Use of the Ratio Plot in Capture–Recapture Estimation

Abstract

Statistical graphics are a fundamental, yet often overlooked, set of components in the repertoire of data analytic tools. Graphs are quick and efficient, yet simple instruments for preliminary exploration of a dataset to understand its structure and to provide insight into influential aspects of inference such as departures from assumptions and latent patterns. In this article, we present and assess a graphical device for choosing a method for estimating population size in capture–recapture studies of closed populations. The basic concept is derived from a homogeneous Poisson distribution where the ratios of neighboring Poisson probabilities multiplied by the value of the larger neighbor count are constant. This property extends to the zero-truncated Poisson distribution, which is of fundamental importance in capture–recapture studies. In practice, however, this distributional property is often violated. The graphical device developed here, the ratio plot, can be used for assessing specific departures from a Poisson distribution. For example, simple contaminations of an otherwise homogeneous Poisson model can be easily detected and a robust estimator for the population size can be suggested.
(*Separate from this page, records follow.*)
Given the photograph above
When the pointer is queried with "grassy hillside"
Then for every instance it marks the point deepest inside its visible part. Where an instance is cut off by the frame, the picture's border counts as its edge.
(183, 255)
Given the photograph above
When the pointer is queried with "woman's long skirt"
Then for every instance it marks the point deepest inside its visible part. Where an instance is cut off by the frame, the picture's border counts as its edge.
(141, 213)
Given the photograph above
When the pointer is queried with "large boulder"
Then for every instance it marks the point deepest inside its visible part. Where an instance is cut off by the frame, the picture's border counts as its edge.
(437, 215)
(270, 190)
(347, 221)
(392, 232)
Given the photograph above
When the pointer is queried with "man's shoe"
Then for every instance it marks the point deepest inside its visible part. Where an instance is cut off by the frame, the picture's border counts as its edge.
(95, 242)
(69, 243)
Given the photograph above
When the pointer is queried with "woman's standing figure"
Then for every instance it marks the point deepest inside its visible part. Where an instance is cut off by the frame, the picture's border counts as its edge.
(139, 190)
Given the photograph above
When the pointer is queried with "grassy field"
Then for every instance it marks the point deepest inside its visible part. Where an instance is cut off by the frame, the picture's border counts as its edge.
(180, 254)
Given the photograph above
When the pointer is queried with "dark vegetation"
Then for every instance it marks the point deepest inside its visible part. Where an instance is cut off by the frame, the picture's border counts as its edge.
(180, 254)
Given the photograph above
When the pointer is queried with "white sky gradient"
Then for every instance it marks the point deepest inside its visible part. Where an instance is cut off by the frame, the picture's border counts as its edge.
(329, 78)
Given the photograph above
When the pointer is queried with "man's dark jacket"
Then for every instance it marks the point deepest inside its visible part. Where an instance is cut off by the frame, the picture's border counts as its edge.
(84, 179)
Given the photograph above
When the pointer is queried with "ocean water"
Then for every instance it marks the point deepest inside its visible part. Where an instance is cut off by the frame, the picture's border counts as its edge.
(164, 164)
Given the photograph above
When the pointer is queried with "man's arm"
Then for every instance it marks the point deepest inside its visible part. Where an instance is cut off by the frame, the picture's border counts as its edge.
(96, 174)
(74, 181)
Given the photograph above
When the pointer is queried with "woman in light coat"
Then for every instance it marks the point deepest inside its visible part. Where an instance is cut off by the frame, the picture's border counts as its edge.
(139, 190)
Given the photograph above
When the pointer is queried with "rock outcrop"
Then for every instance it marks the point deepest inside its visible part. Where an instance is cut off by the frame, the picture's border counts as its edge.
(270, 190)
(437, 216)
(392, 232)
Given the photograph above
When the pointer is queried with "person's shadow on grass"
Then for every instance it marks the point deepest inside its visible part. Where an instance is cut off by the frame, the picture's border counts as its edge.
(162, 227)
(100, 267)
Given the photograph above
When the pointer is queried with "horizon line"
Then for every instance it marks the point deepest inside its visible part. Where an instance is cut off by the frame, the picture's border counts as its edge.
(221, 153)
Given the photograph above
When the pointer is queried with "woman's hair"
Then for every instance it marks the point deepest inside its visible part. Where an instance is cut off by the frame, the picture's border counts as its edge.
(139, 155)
Several robust estimators are developed and a simulation study is provided to give some guidance on which one should be used in practice. More systematic departures can also easily be detected using the ratio plot. In this article, the focus is on Gamma-mixtures of the Poisson distribution that leads to a linear pattern (called structured heterogeneity) in the ratio plot. More generally, the article shows that the ratio plot is monotone for arbitrary mixtures of power series densities. This article has online supplementary materials.